Atlas is a microservice designed to seamlessly incorporate competency models into Learning Management Systems (LMS). By leveraging cutting-edge machine learning and generative AI (GenAI/LLMs), Atlas empowers educators to create sophisticated competency models, fostering more effective teaching methods and improving student learning outcomes.
Competency-based education (CBE) is a proven method for enhancing learning, but its implementation can be complex and time-consuming. Atlas addresses this challenge by automating and simplifying the creation of high-quality competency models, including:
- Automatically generated relationships between competencies.
- Recommendations for linking competencies to relevant learning activities.
- AI-Powered Competency Models: Generate and recommend sophisticated competency models with minimal effort.
- Seamless LMS Integration: Works with Artemis and can be adapted to other LMSs.

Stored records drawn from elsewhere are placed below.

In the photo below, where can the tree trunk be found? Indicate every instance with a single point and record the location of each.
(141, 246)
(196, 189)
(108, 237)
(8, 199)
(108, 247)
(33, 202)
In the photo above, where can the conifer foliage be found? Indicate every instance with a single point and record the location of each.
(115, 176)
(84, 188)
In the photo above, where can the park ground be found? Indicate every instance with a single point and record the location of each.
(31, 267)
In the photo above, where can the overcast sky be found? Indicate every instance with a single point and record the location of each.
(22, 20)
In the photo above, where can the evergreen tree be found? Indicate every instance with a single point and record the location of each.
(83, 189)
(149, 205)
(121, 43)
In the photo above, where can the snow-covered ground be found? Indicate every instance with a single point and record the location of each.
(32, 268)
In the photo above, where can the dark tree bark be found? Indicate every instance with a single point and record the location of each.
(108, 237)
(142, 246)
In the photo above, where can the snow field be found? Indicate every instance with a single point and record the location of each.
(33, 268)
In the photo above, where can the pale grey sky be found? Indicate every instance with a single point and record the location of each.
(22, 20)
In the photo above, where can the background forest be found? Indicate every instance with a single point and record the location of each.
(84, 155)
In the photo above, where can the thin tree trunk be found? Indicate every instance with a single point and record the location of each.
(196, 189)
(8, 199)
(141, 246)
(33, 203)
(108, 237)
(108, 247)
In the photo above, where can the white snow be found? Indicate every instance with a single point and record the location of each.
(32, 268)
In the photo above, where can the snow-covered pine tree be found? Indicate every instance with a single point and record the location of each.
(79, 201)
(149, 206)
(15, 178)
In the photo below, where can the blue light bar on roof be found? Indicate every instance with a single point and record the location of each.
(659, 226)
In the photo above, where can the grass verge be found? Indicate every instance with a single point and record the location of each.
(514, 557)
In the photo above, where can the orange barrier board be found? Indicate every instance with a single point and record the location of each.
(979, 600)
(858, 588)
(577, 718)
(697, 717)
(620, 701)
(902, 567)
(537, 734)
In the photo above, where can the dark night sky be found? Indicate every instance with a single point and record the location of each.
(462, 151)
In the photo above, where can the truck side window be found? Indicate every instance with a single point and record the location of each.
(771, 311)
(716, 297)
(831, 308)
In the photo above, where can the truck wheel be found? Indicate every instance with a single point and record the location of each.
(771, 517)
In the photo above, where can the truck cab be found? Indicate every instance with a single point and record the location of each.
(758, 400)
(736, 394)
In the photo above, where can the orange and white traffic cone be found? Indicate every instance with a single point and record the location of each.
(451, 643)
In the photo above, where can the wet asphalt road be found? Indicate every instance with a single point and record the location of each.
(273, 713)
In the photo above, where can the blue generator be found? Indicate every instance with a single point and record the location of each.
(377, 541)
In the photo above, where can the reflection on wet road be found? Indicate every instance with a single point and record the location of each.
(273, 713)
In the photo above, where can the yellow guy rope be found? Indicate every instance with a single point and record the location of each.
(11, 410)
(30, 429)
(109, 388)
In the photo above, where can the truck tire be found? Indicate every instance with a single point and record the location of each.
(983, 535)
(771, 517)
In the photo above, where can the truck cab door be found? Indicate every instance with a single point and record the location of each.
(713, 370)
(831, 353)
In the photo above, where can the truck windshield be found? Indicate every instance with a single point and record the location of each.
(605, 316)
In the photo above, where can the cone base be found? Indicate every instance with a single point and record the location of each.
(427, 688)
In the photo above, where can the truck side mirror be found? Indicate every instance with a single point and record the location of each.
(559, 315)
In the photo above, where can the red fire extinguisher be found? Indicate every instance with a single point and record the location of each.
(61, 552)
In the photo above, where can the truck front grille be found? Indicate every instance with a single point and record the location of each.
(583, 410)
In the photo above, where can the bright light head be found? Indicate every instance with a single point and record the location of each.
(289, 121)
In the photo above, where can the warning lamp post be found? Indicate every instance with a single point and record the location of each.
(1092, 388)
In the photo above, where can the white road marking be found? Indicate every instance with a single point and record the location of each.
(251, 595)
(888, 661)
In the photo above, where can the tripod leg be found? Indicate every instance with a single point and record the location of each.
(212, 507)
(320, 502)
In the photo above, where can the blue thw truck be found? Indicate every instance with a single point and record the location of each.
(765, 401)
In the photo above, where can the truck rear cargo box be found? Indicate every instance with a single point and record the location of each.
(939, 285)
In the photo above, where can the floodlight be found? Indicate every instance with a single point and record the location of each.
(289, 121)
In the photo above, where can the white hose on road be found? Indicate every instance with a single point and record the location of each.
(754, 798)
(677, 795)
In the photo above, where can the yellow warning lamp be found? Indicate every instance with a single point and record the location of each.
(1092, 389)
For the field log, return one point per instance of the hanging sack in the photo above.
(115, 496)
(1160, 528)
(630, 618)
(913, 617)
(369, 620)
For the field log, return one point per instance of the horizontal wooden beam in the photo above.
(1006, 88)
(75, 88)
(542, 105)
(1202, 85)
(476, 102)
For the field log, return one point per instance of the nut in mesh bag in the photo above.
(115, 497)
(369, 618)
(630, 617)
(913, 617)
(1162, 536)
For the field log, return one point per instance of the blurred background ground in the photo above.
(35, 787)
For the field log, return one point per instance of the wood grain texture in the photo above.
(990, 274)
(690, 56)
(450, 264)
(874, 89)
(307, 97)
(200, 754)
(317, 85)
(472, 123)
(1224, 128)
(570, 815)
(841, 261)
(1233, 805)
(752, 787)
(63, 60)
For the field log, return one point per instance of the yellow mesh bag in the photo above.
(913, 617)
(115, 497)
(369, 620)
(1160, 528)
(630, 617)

- Open Source: Freely accessible to the community under the MIT license.
- Planned API & Micro Frontend: Future enhancements will allow for broader flexibility and easier interaction.
Detailed installation instructions can be found in the documentation.
To get started with Atlas and explore its features, refer to the user guide in the documentation.
We welcome contributions to improve Atlas! Please follow the contribution guidelines outlined in the documentation.
For issues or questions, please use the GitHub Issues section of this repository.
This project is licensed under the MIT License. See the LICENSE file for details.
Atlas is currently integrated with Artemis but is designed to adapt to other LMS platforms, making it versatile for a wide range of educational environments.